Platform-Specific Recommendations

For Kubernetes Environments

Use Pixie: Automatic eBPF instrumentation, no code changes
Alternative: Parca for continuous profiling

For Traditional Linux Servers

Primary: PSI + page fault tracing
Secondary: jemalloc profiling
Monitoring: Prometheus + node_exporter

For High-Performance Systems

Use: Page fault tracing only
Avoid: Any allocator instrumentation
Consider: Statistical sampling approaches

For Java Applications

Built-in: JVM heap profiling
External: AppDynamics or New Relic
Note: Different ecosystem, different tools

Critical Implementation Notes

1. Frame Pointer Requirement

# Compilation flags needed
gcc -fno-omit-frame-pointer
# Java needs
-XX:+PreserveFramePointer

2. Kernel Version Dependencies

Page fault tracepoints: Linux 4.14+
PSI: Linux 4.20+
eBPF stack traces: Linux 4.6+

3. Sampling Trade-offs

Lower sampling = better accuracy but higher overhead
jemalloc default (512KB) is good balance
Can be tuned based on allocation patterns

4. Container Considerations

Shared memory complicates analysis
Need container-aware tools
cgroup v2 provides better metrics

Tools Quick Reference

Need	Best Tool	Overhead	Setup Complexity
Continuous monitoring	PSI + metrics	0%	Low
Quick check	Page fault tracing	<1%	Medium
Accurate profiling	jemalloc	4%	Low
Root cause analysis	BCC memleak (sampled)	10-30%	Medium
Complete tracking	ByteHound	20%	Medium
Historical analysis	Parca/Pixie	1-2%	High
Development debugging	Valgrind	2000%	Low

Unexpected Findings

Facebook's OOMD approach (PSI-based) is more sophisticated than most commercial solutions
Statistical profiling (SWAT) achieved production success at Microsoft with minimal overhead
Page fault patterns can distinguish between memory leaks and legitimate growth
Most memory leaks can be detected without tracking every allocation
The "stale object" heuristic (objects not accessed for extended periods) is surprisingly effective

What's Still Hard

Distinguishing leaks from caches - Long-lived objects may be legitimate
Custom allocators - jemalloc/tcmalloc profiling doesn't work
Kernel memory leaks - Different tools needed (kmemleak)
Small, slow leaks - May evade sampling intervals
Root cause identification - Detection ≠ fixing

Future Directions

Emerging Technologies

eBPF CO-RE: Write once, run everywhere
BTF: Better stack traces without frame pointers
io_uring: Potential for lower overhead tracing

Research Areas

Better ML models for leak prediction
Automatic root cause analysis
Production-safe automatic remediation
Cross-language leak detection

Conclusion

The key insight is that perfect is the enemy of good in production memory leak detection.

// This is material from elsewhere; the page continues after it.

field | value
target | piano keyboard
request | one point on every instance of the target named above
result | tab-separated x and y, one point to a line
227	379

While malloc/free tracing provides perfect accuracy, its overhead makes it unusable. Instead, combining multiple low-overhead techniques (page faults + PSI + metrics) provides sufficient signal to detect most leaks while maintaining production viability.

Recommended starting point: Implement page fault tracing with basic threshold detection. This gives excellent visibility with minimal overhead and can catch most memory leaks before they become critical.